Believing that the firm’s mandatory retirement policy was discriminatory, on December 11, 2014, von Kaenel filed a charge of age discrimination with the Equal Employment Opportunity Commission (“EEOC”) and the Missouri Commission on Human Rights (“MCHR”). The MCHR issued a notice of termination of proceedings based on its finding that von Kaenel was 70 years old and, therefore, fell outside the protected age group. After the termination notice, von Kaenel filed a petition for a writ of mandamus in the Circuit Court for Cole County, Missouri, requesting that the court order the MCHR to issue a notice of the right to sue or, in the alternative, to direct the MCHR to reopen the case and complete a full investigation of his complaint. The Cole County court held an evidentiary hearing on the issue of whether von Kaenel was an “employee” protected by the MHRA. The court determined that as an equity partner, von Kaenel was not a covered employee protected by the MHRA and dismissed his mandamus petition.
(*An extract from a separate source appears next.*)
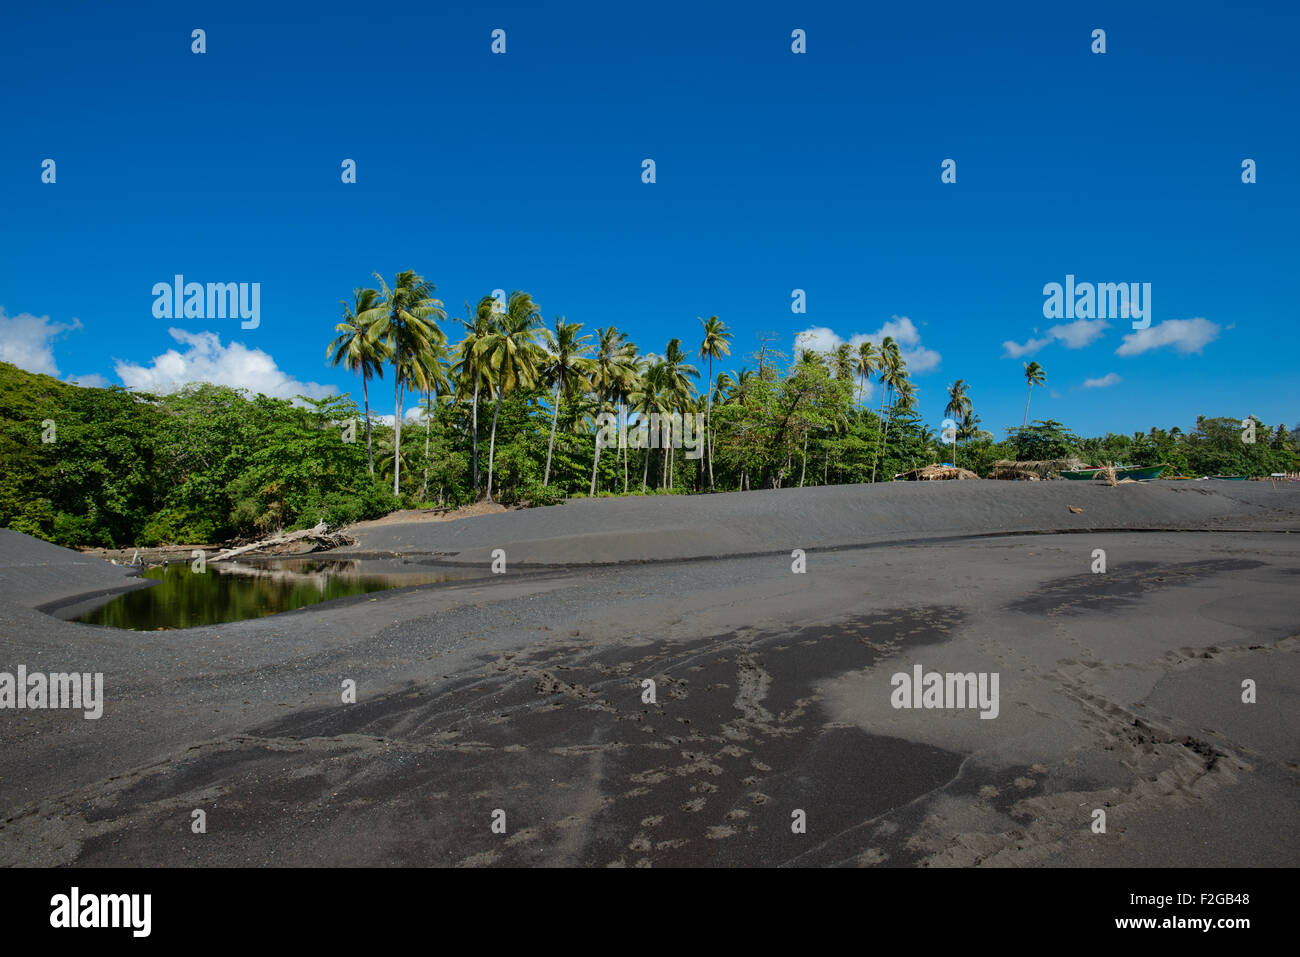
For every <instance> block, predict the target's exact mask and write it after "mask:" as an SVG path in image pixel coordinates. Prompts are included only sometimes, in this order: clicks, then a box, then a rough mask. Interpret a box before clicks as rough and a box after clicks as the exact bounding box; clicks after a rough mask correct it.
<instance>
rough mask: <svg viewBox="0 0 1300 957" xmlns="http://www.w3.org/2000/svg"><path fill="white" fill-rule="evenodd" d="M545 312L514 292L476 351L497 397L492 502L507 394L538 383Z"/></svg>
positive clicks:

-3- On June 24, 2016, von Kaenel received a right to sue letter from the EEOC. He filed this action on September 1, 2016, alleging discriminatory termination in violation of the ADEA. The district court granted judgment on the pleadings in favor of Armstrong Teasdale, concluding (1) von Kaenel is collaterally estopped from relitigating the Cole County court’s decision that he is not an “employee” covered by the MHRA, and (2) because, like the MHRA, the ADEA only applies to employees, von Kaenel’s ADEA claim necessarily fails.

On appeal, von Kaenel raises two issues: (1) collateral estoppel is inapplicable because the state court’s decision was based upon three alternative findings and the finding that von Kaenel was not an employee covered under the MHRA was not essential to the court’s decision, and (2) a different result is warranted because Missouri does not define the term “employee” under the MHRA in the same way as the federal courts define that term under the ADEA.

II. Discussion

We review a district court’s grant of judgment on the pleadings de novo. Clemons v. Crawford, 585 F.3d 1119, 1124 (8th Cir. 2009). The movant bears the burden of “clearly establish[ing] that there are no material issues of fact and that it is entitled to judgment as a matter of law.” Porous Media Corp. v. Pall Corp., 186 F.3d 1077, 1079 (8th Cir. 1999). At this stage in the proceedings, we view all facts pled by von Kaenel as true and grant him all reasonable inferences. Clemons, 585 F.3d at 1124 (quoting Poehl v. Countrywide Home Loans, Inc., 528 F.3d 1093, 1096 (8th Cir. 2008)).

While a court generally may not consider matters outside the pleadings on a motion for judgment on the pleadings, exceptions include: “matters incorporated by reference or integral to the claim, items subject to judicial notice, matters of public record, orders, items appearing in the record of the case, and exhibits attached to the

-4- complaint whose authenticity is unquestioned.” Williams v. Employers Mut. Cas. Co., 845 F.3d 891, 903–04 (8th Cir. 2017) (quoting Miller v. Redwood Toxicology Lab., Inc., 688 F.3d 928, 931 n.3 (8th Cir. 2012)). Here, both parties have extensively referenced and argued about the impact of the state court proceedings on von Kaenel’s federal ADEA claim.